But amongst all the different reviews and comments about the Olympic Games in London that you can find everywhere these days, one research about the viewership and broadcasting of the Olympics really grabbed my attention…
In a recent blog post on their Internet blog, BBC discusses their approach towards the distribution of the Games. From devoting around 24 TV channels, launching mobile apps all the way to live web streams, BBC obviously did a very good job (not like NBC).
In the same time they broadcasted live events and games on 24 different channels – making sure all the official Olympic sports played at the given moment receive their fair share of broadcast. BBC made sure that the Olympics are also streamed online on their website, with data usage going over 2.8 petabytes (in more familiar terms, that’s about 2,936,000 gigabytes!) on their busiest day within a span of 24 hours.
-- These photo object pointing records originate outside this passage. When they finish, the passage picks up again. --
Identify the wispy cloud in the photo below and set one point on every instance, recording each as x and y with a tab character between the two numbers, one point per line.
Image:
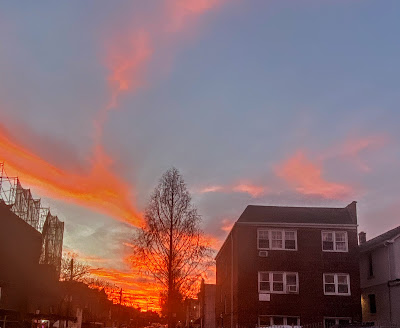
306	177
355	149
97	188
253	190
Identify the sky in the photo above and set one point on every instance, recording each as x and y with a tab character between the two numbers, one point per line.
263	102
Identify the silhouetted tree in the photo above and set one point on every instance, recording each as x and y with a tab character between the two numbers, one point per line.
171	245
74	270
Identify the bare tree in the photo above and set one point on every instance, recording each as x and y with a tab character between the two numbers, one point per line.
171	245
73	269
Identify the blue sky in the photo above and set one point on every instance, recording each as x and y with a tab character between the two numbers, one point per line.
238	95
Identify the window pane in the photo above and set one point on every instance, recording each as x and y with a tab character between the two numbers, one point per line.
264	286
329	323
263	239
329	288
264	276
277	320
291	321
291	279
290	244
327	236
340	236
277	287
344	321
342	279
263	243
343	289
290	235
264	320
276	234
341	246
327	245
277	244
372	303
329	278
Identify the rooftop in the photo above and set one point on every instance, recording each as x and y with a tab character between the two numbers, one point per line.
316	215
379	240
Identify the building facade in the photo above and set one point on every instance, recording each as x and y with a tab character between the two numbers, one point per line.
289	266
207	305
380	278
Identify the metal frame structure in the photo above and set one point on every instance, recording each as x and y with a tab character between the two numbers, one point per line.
29	209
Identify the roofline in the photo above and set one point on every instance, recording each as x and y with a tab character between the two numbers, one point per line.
226	239
302	225
366	248
291	225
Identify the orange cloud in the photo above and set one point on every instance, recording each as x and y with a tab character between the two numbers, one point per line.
137	290
306	177
227	225
248	188
253	190
355	148
211	189
180	11
98	188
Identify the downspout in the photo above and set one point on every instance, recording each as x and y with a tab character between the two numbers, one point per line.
386	244
231	279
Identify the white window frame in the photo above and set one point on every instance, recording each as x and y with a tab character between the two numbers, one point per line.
336	319
285	285
285	317
283	231
337	284
334	241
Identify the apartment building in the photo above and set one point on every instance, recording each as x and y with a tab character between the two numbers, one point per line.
380	277
289	266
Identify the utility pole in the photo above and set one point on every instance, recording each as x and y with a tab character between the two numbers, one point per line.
71	275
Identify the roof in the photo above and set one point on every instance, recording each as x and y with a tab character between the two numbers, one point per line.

Further, BBC discusses the findings about the mobile viewers – almost 12 million people followed the Olympics on their mobile platforms – 9.2 million on smartphones and 2.3 million on tablet devices.
Sharing the mobile insights, BBC discovers that the peaks for mobile use are morning and evening periods, making an assumption that people used the mobile apps when they were on the move or in their beds (which makes sense).
Some other peaks in different device usage that BBC outlined are:
- PC usage maxes out during the week at lunchtime and during mid-afternoon peak Team GB moments
- Mobile takes over around 6pm as people leave the office but still want to keep up to date with the latest action
- Tablet usage reaches a peak at around 9pm: people using them as a second screen experience as they watch the Games on their TVs, and also as they continue to watch in bed
- Consumption of video content on mobile has been perhaps the key takeaway from the two weeks: we saw 12 million requests for video on mobile across the whole of the Games.
To seal the deal and to confirm the great job they did, BBC announced that all of their Olympics video content will be accessible online on the BBC Sports website (that also made a record number of visitors) until January, 2013.
As one commenter on the BBC’s blog post says: “…it was a true taste of a multiplatform future.”